Ablation

— Alors, comment vous sentez-vous, au bout d’une semaine ?
— Mieux. Moins « éparpillé ». Je peux marcher dans la rue sans avoir la sensation d’être écartelé. Je peux regarder les gens sans être happé. Je peux aller travailler et rester concentré. Je peux aller faire du sport et juste faire du sport. Je peux avoir des conversations normales avec les femmes comme avec les hommes. Je peux regarder dans les yeux sans me perdre, je peux écouter et juste être à l’écoute.
— Vous ne sentez pas de manque ?
— Non. Ou peut-être le manque de « couleurs » dans ce qui m’entoure.

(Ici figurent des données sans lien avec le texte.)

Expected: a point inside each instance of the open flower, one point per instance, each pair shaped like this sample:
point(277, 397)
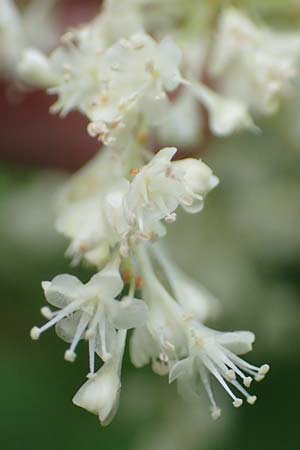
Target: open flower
point(100, 394)
point(215, 353)
point(90, 311)
point(162, 185)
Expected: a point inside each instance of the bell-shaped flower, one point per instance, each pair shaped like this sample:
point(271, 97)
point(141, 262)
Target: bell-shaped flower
point(196, 301)
point(163, 337)
point(253, 64)
point(80, 207)
point(90, 311)
point(100, 394)
point(215, 353)
point(162, 185)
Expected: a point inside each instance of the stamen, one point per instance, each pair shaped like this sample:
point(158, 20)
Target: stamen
point(170, 218)
point(211, 367)
point(215, 413)
point(215, 410)
point(72, 307)
point(35, 333)
point(105, 355)
point(91, 331)
point(237, 402)
point(70, 354)
point(251, 399)
point(47, 313)
point(92, 345)
point(134, 172)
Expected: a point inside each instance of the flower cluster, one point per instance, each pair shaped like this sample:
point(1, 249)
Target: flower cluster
point(137, 88)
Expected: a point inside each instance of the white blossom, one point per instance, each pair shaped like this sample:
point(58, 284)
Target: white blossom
point(90, 311)
point(215, 353)
point(100, 394)
point(162, 185)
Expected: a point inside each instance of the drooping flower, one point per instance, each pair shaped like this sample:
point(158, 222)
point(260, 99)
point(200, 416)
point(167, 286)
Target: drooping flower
point(215, 353)
point(100, 394)
point(162, 185)
point(90, 311)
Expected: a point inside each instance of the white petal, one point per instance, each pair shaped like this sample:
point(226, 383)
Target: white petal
point(99, 394)
point(142, 347)
point(34, 69)
point(180, 368)
point(128, 313)
point(107, 283)
point(62, 290)
point(66, 328)
point(238, 342)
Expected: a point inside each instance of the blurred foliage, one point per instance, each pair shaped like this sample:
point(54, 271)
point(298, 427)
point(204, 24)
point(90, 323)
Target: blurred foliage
point(246, 249)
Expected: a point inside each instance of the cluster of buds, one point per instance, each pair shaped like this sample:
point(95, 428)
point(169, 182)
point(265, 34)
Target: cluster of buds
point(137, 86)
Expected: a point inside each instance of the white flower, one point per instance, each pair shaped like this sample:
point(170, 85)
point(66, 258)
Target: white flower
point(196, 301)
point(90, 311)
point(108, 83)
point(100, 394)
point(163, 338)
point(253, 64)
point(215, 353)
point(161, 186)
point(80, 207)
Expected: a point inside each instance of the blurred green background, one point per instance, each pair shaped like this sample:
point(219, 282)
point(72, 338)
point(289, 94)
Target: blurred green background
point(244, 247)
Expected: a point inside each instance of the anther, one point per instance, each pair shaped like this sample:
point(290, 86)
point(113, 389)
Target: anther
point(264, 369)
point(35, 333)
point(46, 312)
point(230, 375)
point(70, 355)
point(251, 399)
point(134, 172)
point(89, 334)
point(170, 218)
point(215, 412)
point(139, 282)
point(237, 402)
point(247, 381)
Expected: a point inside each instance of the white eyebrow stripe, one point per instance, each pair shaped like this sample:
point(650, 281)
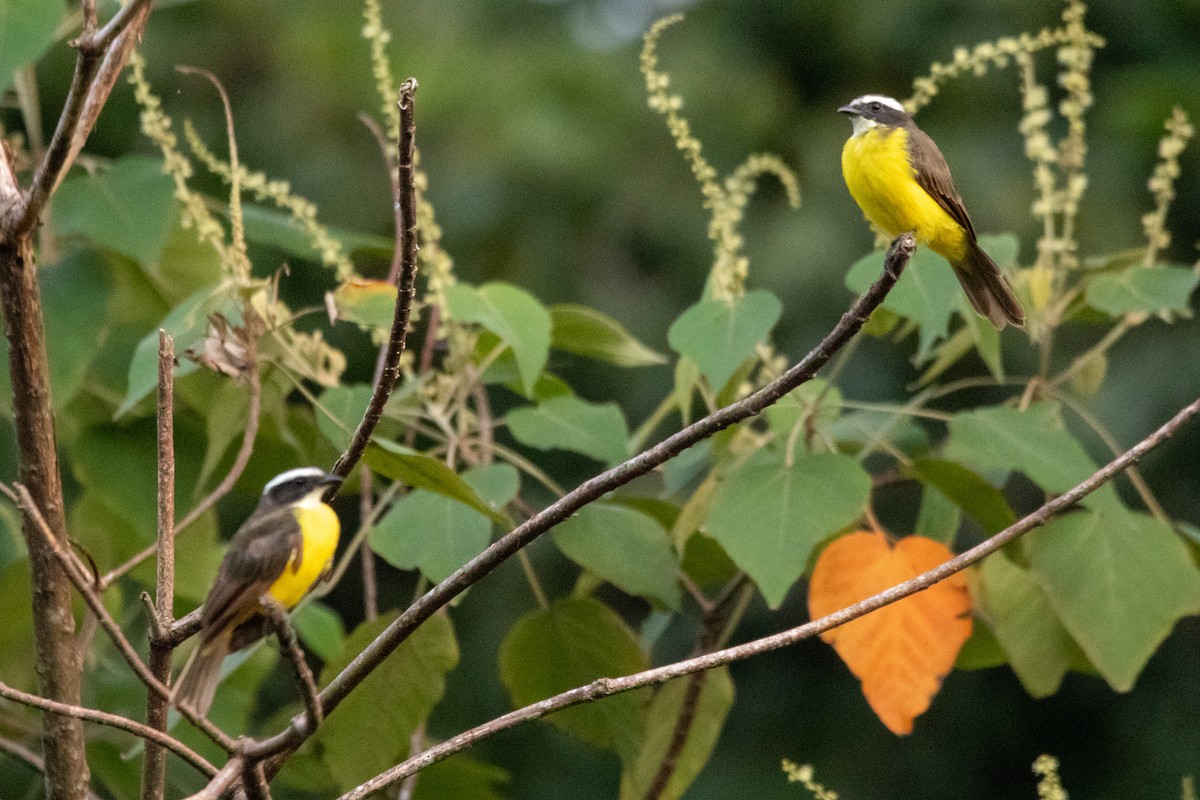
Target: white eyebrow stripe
point(892, 102)
point(299, 471)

— Vous avez l’air moins fatigué.
— A qui le dites-vous ! Tout file droit, dans ma tête, maintenant. Je ne deviens pas dingue sans arrêt, je n’ai plus cette incessante sensation de déchirement. Et je prends les gens pour des gens !
— Comment ça ?
— Je tisse de vraies relations avec eux, rendez-vous compte ! Ils m’intéressent pour leur côté humain, point !

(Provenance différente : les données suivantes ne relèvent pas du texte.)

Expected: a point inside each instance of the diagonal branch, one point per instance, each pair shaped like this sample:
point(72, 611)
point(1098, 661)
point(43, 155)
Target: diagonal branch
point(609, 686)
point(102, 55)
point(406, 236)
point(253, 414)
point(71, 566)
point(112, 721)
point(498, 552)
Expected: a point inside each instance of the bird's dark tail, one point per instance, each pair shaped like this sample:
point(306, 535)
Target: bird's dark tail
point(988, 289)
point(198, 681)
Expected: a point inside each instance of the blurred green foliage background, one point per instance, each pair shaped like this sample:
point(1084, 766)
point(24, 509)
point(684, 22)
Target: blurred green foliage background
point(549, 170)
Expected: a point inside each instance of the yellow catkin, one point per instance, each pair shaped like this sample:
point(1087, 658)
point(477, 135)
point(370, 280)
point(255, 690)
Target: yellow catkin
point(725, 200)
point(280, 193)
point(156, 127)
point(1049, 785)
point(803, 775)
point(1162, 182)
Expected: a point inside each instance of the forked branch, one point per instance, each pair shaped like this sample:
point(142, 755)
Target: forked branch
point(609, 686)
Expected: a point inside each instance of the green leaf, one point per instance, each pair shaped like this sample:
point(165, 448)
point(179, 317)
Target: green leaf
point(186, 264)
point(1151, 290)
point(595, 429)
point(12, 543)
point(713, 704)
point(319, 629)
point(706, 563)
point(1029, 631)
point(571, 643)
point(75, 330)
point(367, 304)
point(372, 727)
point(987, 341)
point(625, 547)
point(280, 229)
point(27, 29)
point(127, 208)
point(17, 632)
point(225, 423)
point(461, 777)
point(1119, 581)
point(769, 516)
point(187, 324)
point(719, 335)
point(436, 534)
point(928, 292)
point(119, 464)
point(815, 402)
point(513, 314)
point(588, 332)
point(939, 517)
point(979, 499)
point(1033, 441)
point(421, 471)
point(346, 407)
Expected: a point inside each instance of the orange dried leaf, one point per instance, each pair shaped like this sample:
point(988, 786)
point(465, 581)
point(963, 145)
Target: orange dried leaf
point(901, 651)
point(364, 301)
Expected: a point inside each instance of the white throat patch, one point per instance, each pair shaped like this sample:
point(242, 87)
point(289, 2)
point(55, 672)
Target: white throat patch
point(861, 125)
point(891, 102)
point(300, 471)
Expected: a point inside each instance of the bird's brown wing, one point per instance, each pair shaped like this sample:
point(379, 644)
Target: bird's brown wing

— Je vois. Reparlez-moi de ce manque de couleurs.
— Oui… disons que maintenant qu’il n’y a plus de hauts et de bas ça me semble fade, plat. Plus personne ne sort du lot. Entendons-nous, Docteur : ça me va très bien comme ça, c’est bien plus reposant. Mais avec cette opération c’est comme si … oui, comme s’il manquait des couleurs au monde qui m’entoure. Vous savez les couleurs font que l’on distingue une chose d’une autre, que notre regard est attiré ou pas, que l’on change de route. Elles portent un message, même, ces couleurs. Plus maintenant. J’ai l’impression que ce qui m’entoure est devenu silencieux ; ça file droit, oui, et il n’y a plus rien pour infléchir la trajectoire, ni plus rien pour… hé bien… me guider quelque part.

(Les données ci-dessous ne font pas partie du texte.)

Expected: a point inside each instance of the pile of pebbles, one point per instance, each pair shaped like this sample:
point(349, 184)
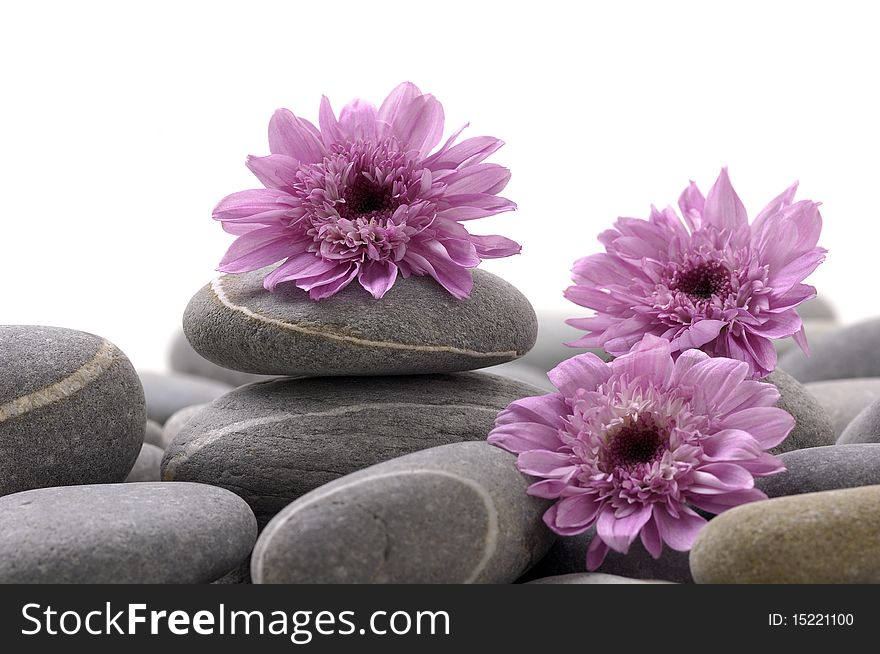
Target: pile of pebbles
point(343, 441)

— Vous n’avez plus de boussole, en quelque sorte ? C’est intéressant.
— C’est ça. Je me lève le matin, je fais ce que j’ai à faire parce que je dois le faire. Je ne dévie pas.
— Cette opération est encore expérimentale, comme vous le savez. Vous êtes un des premiers à en bénéficier. Nous avons encore peu de recule sur les conséquences, mais vu la souffrance dans laquelle vous étiez et l’échec des autres traitements, c’était une voie envisageable. Je vais discuter avec mes autres collègues pour savoir si leurs patients ont eu les mêmes effets.
— Bien Docteur. Mais…
— Oui ?
— L’opération est définitive ?
— Comme je vous l’ai dit, c’est expérimental et nous avons trop peu de recule pour que je puisse être catégorique. Vu comment est constitué l’être humain, il n’est néanmoins pas impossible que cela revienne ; ce que nous avons enlevé est en quelque sorte constitutif de l’être humain mais selon ce que nous savons ce n’est pas vital. Si cela revient j’ignore si cela sera sous la même forme ou sous une autre, avec la même intensité ou diminué.
— … je me demande si je ne me préfère pas avec …
— Nous verrons comment cela évolue. Je repasserai demain pour prendre de vos nouvelles. Bonne journée !

— Alors ? que pensez-vous de ce qu’a dit notre patient ?
— C’est passionnant ! Je ne pensais pas qu’une telle opération était possible ! C’est fascinant de voir ses conséquences et quels pans de sa vie cela affecte !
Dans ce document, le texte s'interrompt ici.